Смолчав, Катерина выдала убийственный внутренний монолог.
– Ну, так что? – осведомилась Люсьена. Ее спасало лишь то, что Балашов был начальником Германа.
Катерина взяла себя в руки.
– Во сколько заедешь?
– Ни во сколько. Трубникову давно пора купить машину и нанять для тебя водителя. Встретимся в одиннадцать в Третьяковском проезде.
Катерина взяла такси и ровно в одиннадцать прохаживалась по брусчатке Третьяковского проезда в ожидании своей «лучшей подруги», которая опоздала на сорок минут. И здесь Люсьену вновь спасла иерархическая зависимость Трубникова.
Дождавшись, пока водитель припаркуется под прямым углом к зданию и Сапега вылезет из машины, Катерина спросила:
– Куда идем?
Люсьена с мрачным видом открыла дверь ближайшего бутика.
Примерка одежды длилась более трех часов.
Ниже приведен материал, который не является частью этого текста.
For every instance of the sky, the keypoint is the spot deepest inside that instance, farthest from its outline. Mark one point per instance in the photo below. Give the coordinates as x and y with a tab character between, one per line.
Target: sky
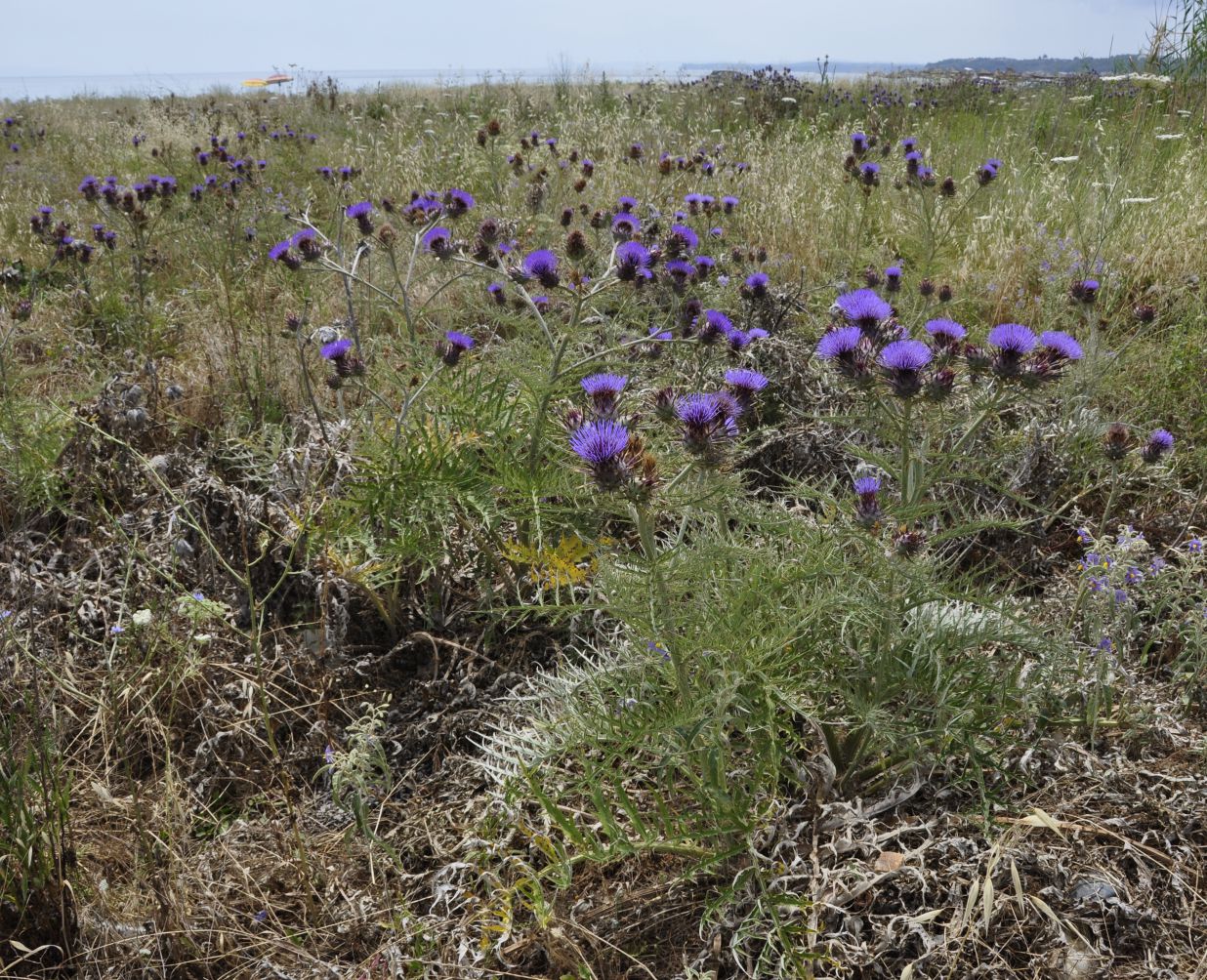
82	37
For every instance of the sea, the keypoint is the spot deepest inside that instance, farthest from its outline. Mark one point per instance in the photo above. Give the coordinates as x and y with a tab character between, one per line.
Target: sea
29	87
16	88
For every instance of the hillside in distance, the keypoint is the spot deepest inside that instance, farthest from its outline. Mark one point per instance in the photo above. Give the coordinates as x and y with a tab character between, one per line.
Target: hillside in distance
1043	65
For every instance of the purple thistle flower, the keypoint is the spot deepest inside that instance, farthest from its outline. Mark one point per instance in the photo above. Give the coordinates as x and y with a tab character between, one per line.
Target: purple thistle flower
1084	290
458	202
359	214
1060	346
903	362
716	325
946	333
307	241
1013	342
337	348
1160	443
682	239
281	253
756	285
604	391
704	423
868	510
864	309
745	384
680	273
632	261
542	265
438	241
625	225
839	343
454	346
602	445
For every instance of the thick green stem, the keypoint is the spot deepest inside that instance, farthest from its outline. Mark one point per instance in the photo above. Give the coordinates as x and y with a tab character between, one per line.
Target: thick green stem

Люсьене приносили и уносили одежду. Когда Сапега выходила из примерочной в зал, Катерина втягивала щеки, чтобы не рассмеяться. Ей удавалось находить умные, а главное, не обидные для Люсьены слова, чтобы объяснить, почему женщине с пролетарской внешностью нельзя носить серый цвет. Каждый примеренный наряд словно нарочно подчеркивал несовершенство фигуры Сапеги. Последнее, красное, платье добило всех, включая персонал бутика. Пресловутое седло на корове смотрелось бы лучше.
Вспотевшая Люсьена выглядела нелепо и жалко. Умаявшись, она рухнула в кресло и потребовала зеленого чая. Потом, взглянув на Катерину, сказала:
– Давай лучше ты. А я посмотрю.
Катерина согласилась, но к примерке приступила не раньше чем выпила чаю. Просто из куража, чтобы позлить Сапегу. И лучше бы она не примеряла эту одежду. В ее случае работала другая поговорка: «Подлецу все к лицу». Вконец расстроенная Сапега обругала всех, кто имел несчастье их обслуживать, сбросила на пол несколько платьев, но Катерина вовремя вывела ее, помешав затоптать одежду ногами.
В машине Катерина завела умиротворяющий разговор о беспонтовой одежде, бездарных стилистах и женщинах с хорошим вкусом, которым не найти ни одной стоящей вещи.
Люсьена успокоилась тем, что вновь сорвалась на водителя из-за неправильного, на ее взгляд, скоростного режима. Он только вздыхал и пригибал голову, когда она била его сухим веснушчатым кулачком. Катерина больше не вмешивалась, раз и навсегда для себя решив, что если человек не увольняется, значит, его все устраивает.